Don't miss the following stops along the river, marked in the above map.

+Neon Canyon: A short walk from the river brings you to the stunning Golden Cathedral.*

+Ringtail Canyon: A very intimate and dark slot canyon not for the claustrophobic.*

+Fools Canyon: Explore up the canyon or scramble to the balcony downstream for 360 degree views.

+Steven's Arch: Easily viewed from the river or head up Steven's Canyon proper to hike near the base.

*Technical canyoneers should consider bringing gear to drop these two slots from the top.

An impressive 90 degree bend following a tight squeeze in Ringtail Canyon.

Exiting Ringtail Canyon.


The run typically gets a II-III rating, but at low flows I would call it “slow-motion technical class II”.  You will be on your toes to keep from getting stuck. Since all the whitewater is manageable and forgiving, this run is a great option for a novice paddler at low to medium flows. There are two portages where the river runs beneath boulder piles that are easy to spot and portage at river level.

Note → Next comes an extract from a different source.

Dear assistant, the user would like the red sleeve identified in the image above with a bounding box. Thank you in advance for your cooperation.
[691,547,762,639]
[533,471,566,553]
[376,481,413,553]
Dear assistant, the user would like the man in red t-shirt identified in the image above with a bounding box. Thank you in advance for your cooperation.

Character of the most challenging whitewater on the Escalante.


Hike in from the Golden Cathedral Trailhead (aka Egypt TH) off Hole-in-the-Rock road. It is worth checking with a local outfitter about road conditions given that it can be impassible when it is wet, but otherwise it is "Subaru friendly". The trailhead should be stocked with free self-issue permits. There are two primary options for hiking out. The most direct option starts at the mouth of Coyote Gulch before departing to the south via a cairned trail to Crack-in-the-Wall (this is what we did). For a longer and more scenic egress that would add another night of camping, hike the entire length of Coyote Gulch back to Hole-in-the-Rock road (a popular backpacking trip). If you are interested in making this trip an entirely human-powered loop or just have one vehicle, it is quite possible to mountain bike the road, but expect it to be very hot and dusty with no water along the way. There are also multiple outfitters in the nearby town of Escalante that offer shuttles from the endpoint at Coyote-Gulch Access to the Golden Cathedral Trailhead.

STEWARDSHIP: The Escalante has seen a huge uptick in packrafters and backpackers using the river corridor. As a result there are lots of signs of humans from fire rings to poorly buried cat holes. Please practice Leave No Trace Principles and pack out your human waste in wag bags (required) to help maintain access for packrafters.

The hike out through Crack-in-the-Wall.